Когда глаза привыкли к скачущим теням, к плывущему по потолку и полу дёрганому свету, идти стало легче. Леон чувствовал себя уютно, хотя однажды решил: если бы пещера не была освещена и была бы такой громадной, как предполагал Рашид, он не ощутил бы лёгкости, которую сейчас испытывал. Тело хоть и продолжало ныть, но, в общем, всё хорошо. Только лопатки как‑то неудобно… Неудобно — что?.. Может, ребята не сказали ему, и он всё‑таки упал? Если б был ушиб, наверное, было бы больно. А боли нет. Скорее — впечатление едва заметной помехи… Он в очередной раз повёл плечом и услышал сзади раздражённый голос Игнатия:
— Леон, чего ты дёргаешься?
— Извини, ничего особенного.
— Ничего особенного? Запомни раз и навсегда: всё, что с тобой происходит, является не только особенным, но особенным в высшей степени, — строго сказал Игнатий.
— Есть запомнить раз и навсегда!
— Хватит шуточки шутить. Что у тебя Леон? Муха, что ли укусила?
— Братцы, Туська выход нашла! Здесь дверь!
У двери, обозначенной лишь железной ручкой и еле видимой прямоугольной линией — а так стена стеной! — столпились в горячечной от возбуждения тишине. Стоявшие ближе к стене Володька и Роман переглянулись, и Роман быстро схватился за ручку. Неизвестность, ожидавшая за дверью, отдалась в пещере суховатым эхом вынимаемого оружия.
Роман медленно тянул дверь на себя — и вдруг остановился. Слышно было, как он дышит, но смотрели все на то же, что разглядывал и он. Между косяком и дверью нежно засияла желтоватая пушистая полоска. Неужели там, за дверью, обыкновенный солнечный день?.. Роман глубоко вздохнул и открыл дверь до упора.
Жёлтые Туськины глаза изумлённо таращились на лес, на дорогу. Будто кивая, она внюхивалась в сыроватый лесной дух с великолепно разнообразными свежими оттенками и время от времени оборачивалась к своим друзьям, заглядывала им в глаза: «Нет, вы это видите?

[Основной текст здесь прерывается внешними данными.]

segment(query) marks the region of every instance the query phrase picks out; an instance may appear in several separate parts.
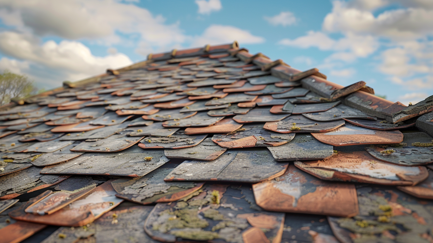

Вы это чуете?»
Солнце купало путешественников в крепком зное, стоя прямёхонько над скалой, верха которой они так и не увидели, как ни задирали головы. И даже грозовая сумрачность скалы нисколько не умаляла торжества света и расслабляющего дремотного тепла.
Первым рванул в небо взъерошенный Вик. Остальные птицы словно дождались сигнала — его счастливого победного писка, и вот в синеве заметались чёрные точки. Несколько часов за пазухой у хозяев стали достаточным основанием для соколов расправить крылья пусть даже в незнакомом месте.
Пришлось присесть на тёплые камни, мягкие от суховатого упругого мха. Говорить не хотелось. Хотелось смотреть, забывая мусорную свалку разрушенного города и наслаждаясь величественной картиной, ласкающей усталые глаза.
От входа в пещеру тянулась широкая скальная плита. Она постепенно нисходила к узкой лесной просеке. Лес тянулся от самого горизонта, не всегда однородно густой, чаще он стоял отдельными пятнами деревьев, прихотливо ограниченных небольшими оврагами… Живая роскошь зелени и земли завораживала и невольно заставляла улыбаться блаженно–бездумной улыбкой.
Володька вдруг поднял брови, и тихая улыбка на его лице расцвела узнаванием.